Orsi Ajpek

Orsi Ajpek was selected for the 2023 Shortlist with All she wanted was a photo of the new-born babies and asked that István and Tamás love the twins.

Orsi Ajpek graduated as a photojournalist from the Hungarian Association of Journalists in 2006 and then graduated in Communication and Media from Milton Friedman University in Budapest. She has worked at several Hungarian printed and online publications as a photojournalist and photo editor, as well as head of the photo department. In 2013, she joined the editorial team of the leading Hungarian news portal (Index.hu) and worked for the paper until the resignation of the entire staff. Along with the departing staff, she was involved in the founding of Telex.hu in 2020, where she heads up the photography department. In her work, she focuses on public and political events, and in long-term projects she works on human stories that highlight the deep-seated problems of Hungarian society. She has photographed a series on a wheelchair-bound Paralympian who became disabled due to a medical error, as well as a series on severely disabled autists, and most recently of a rainbow family who were the last such family to adopt in Hungary, due to a change in the law.

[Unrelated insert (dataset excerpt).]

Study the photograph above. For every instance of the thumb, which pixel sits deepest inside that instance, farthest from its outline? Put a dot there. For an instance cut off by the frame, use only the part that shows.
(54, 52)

She has won the Hungarian Press Photography Award eight times and in 2023, she was awarded a special prize by the jury of the Hungarian Press Development Journalism Award.



Alla Konstantinova

Alla Konstantinova was selected for the 2023 Shortlist with She lost consciousness as it was happening and she’s actually grateful she did.” What we know about the rapes perpetrated in Ukraine by Russian soldiers.

Alla Konstantinova (34) before the start of the Russia’s invasion of Ukraine lived in a small Russian town called Petrozavodsk. She worked as a regional journalist and was a reporter of at small media outlet Mediazona focused on human rights affairs and police brutality. In September 2019, she wrote an article for Mediazonа about regular practice of torturing prisoners at local Correctional Colony No. 9 Petrozavodsk. Konstantinova was harassed by the prison warden and received threats from one of the colony officers during her investigation. That story was selected as runner-up for the 2020 European Press Prize The Investigative Reporting Award https://www.europeanpressprize.com/article/prisoners-of-a-penal-colony-tell-of-torture/. The head of the Colony No. 9 and his deputy were convicted only in February 2023. They were sentenced to seven years in prison.

In March 2022 Konstantinova left Russia because of the anti-war stance and possible threat of persecution, now she is in Lithuania. A month later she was included on the «foreign agents» list compiled by Russia’s Justice Ministry. In Russia, the term «foreign agent» is tantamount «traitor» or «spy». Konstantinova refuses to comply with the requirements of the Ministry of Justice and keeps writing about the war in Ukraine.